REDUCING METHOD FOR SUPPORT VECTOR

Description

BACKGROUND OF THE INVENTION

1. Field of the Invention

The present invention relates to a reducing method for a support vector, and particularly, relates to a method for reducing a support vector, suitably used for re-learning a support vector machine (SVM).

2. Description of the Related Art

In Patent Document 1 hereinafter and in the existing documents referred to as a related art in Patent Document 1, a feature extraction method for detecting a shot boundary is disclosed. As Patent Document 1 clearly specifies, the obtained feature amount is classified by using a pattern recognizer such as a support vector machine (SVM). In the SVM, before the classification process, the training samples previously prepared are used for learning so as to construct model data for classification called a support vector.

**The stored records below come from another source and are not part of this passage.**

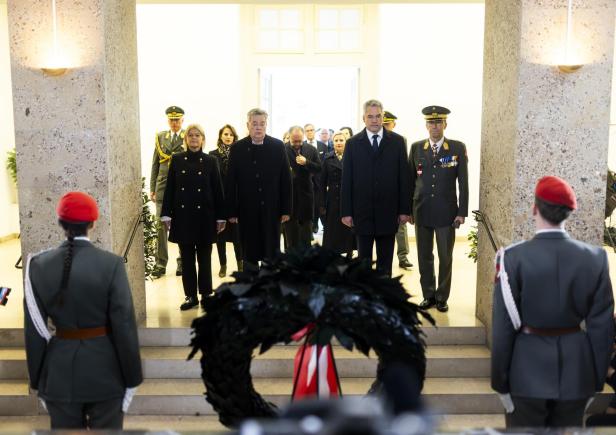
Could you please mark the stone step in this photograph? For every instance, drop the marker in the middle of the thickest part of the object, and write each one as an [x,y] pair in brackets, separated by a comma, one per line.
[170,362]
[180,336]
[210,424]
[186,396]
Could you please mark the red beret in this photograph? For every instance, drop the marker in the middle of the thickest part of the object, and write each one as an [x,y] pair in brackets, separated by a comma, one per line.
[556,191]
[77,207]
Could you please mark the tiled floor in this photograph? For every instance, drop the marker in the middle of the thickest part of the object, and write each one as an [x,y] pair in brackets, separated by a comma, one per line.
[165,295]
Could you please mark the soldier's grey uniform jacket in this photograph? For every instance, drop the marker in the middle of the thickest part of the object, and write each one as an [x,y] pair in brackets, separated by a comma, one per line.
[433,183]
[556,282]
[164,148]
[98,294]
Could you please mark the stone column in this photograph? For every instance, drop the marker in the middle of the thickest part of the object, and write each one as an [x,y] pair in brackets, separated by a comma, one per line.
[539,121]
[80,130]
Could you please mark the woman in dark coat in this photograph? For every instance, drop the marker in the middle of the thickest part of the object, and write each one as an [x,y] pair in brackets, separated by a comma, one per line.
[193,211]
[226,137]
[336,236]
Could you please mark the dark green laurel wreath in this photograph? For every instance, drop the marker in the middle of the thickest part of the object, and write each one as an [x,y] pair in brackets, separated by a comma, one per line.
[345,299]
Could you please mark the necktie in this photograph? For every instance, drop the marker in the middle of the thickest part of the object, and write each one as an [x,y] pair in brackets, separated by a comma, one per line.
[375,142]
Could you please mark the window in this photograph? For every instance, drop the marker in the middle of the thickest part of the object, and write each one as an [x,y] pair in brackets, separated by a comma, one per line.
[279,29]
[338,29]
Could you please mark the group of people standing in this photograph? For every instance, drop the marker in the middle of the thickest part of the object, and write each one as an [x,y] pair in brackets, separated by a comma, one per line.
[365,188]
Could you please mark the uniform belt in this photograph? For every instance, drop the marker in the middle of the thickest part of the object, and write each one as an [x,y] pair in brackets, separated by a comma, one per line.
[82,334]
[550,332]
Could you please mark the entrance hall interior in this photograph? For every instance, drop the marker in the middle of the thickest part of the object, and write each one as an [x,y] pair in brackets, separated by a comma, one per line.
[305,63]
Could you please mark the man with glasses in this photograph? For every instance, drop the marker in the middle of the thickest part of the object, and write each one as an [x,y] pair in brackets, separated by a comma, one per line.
[436,165]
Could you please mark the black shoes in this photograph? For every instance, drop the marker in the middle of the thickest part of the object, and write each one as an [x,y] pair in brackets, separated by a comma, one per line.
[189,303]
[442,306]
[405,264]
[427,303]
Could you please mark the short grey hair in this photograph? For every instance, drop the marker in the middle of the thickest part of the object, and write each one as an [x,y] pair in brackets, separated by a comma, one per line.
[296,127]
[372,103]
[256,112]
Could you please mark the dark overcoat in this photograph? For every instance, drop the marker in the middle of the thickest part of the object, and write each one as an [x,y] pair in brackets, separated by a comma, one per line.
[231,233]
[375,185]
[556,282]
[433,183]
[193,198]
[258,192]
[336,236]
[303,181]
[98,294]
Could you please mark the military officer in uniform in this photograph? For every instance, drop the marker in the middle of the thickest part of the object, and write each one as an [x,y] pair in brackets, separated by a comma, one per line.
[86,374]
[437,164]
[545,366]
[402,240]
[166,144]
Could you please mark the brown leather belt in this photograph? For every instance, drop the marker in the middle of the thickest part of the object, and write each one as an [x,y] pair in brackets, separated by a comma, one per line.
[550,332]
[83,333]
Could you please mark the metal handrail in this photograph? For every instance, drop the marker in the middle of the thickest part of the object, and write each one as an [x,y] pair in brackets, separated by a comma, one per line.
[483,218]
[139,219]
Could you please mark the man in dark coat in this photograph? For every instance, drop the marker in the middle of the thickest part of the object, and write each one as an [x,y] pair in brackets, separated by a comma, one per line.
[544,365]
[193,208]
[305,163]
[436,164]
[258,189]
[375,187]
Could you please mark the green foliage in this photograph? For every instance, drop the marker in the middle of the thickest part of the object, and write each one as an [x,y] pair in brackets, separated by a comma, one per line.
[11,164]
[473,238]
[150,229]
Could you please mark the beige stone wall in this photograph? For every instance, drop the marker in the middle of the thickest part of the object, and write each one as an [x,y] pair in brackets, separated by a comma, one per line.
[78,131]
[539,121]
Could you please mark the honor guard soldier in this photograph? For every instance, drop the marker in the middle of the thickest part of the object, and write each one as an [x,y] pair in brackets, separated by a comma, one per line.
[552,327]
[437,164]
[166,144]
[402,240]
[86,374]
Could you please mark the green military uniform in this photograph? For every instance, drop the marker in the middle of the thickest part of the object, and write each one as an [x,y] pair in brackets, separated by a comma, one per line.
[166,144]
[402,240]
[435,206]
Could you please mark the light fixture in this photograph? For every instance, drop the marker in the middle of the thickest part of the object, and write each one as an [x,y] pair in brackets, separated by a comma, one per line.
[569,67]
[56,67]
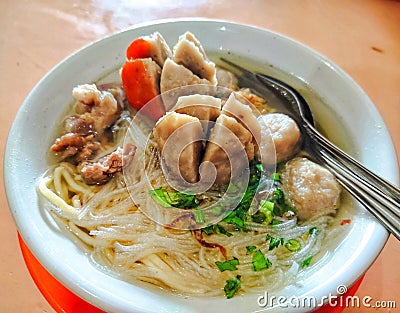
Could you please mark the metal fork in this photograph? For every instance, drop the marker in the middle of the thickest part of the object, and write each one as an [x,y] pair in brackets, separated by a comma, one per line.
[376,194]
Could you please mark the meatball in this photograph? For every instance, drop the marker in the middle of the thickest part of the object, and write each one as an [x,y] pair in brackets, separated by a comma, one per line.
[311,188]
[285,135]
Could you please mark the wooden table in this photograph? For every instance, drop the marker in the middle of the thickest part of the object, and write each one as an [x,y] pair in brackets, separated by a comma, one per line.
[361,36]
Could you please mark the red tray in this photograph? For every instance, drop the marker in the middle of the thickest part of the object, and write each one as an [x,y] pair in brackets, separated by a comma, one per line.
[65,301]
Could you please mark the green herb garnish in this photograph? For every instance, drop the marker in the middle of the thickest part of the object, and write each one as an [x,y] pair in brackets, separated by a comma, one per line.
[274,242]
[199,216]
[306,262]
[230,265]
[293,245]
[313,231]
[232,286]
[250,249]
[260,262]
[167,197]
[276,177]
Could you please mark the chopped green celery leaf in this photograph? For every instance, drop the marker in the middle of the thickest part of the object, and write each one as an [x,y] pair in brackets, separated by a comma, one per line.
[236,218]
[230,265]
[232,286]
[267,205]
[199,216]
[275,177]
[216,210]
[259,167]
[208,230]
[313,231]
[274,242]
[293,245]
[250,249]
[168,197]
[158,196]
[222,230]
[306,262]
[260,262]
[266,208]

On the other hand, in the classification process by the SVM, the classification process takes time in proportion to the number of support vectors used as models. Therefore, if there is a need for speeding up the process even at the cost of classification accuracy, the model needs to be simplified by reducing the number of support vectors. In Non-Patent Document 1 hereinafter, a specific technique is disclosed for reducing the number of support vectors without significantly lowering the classifying performance of a constructed classifier.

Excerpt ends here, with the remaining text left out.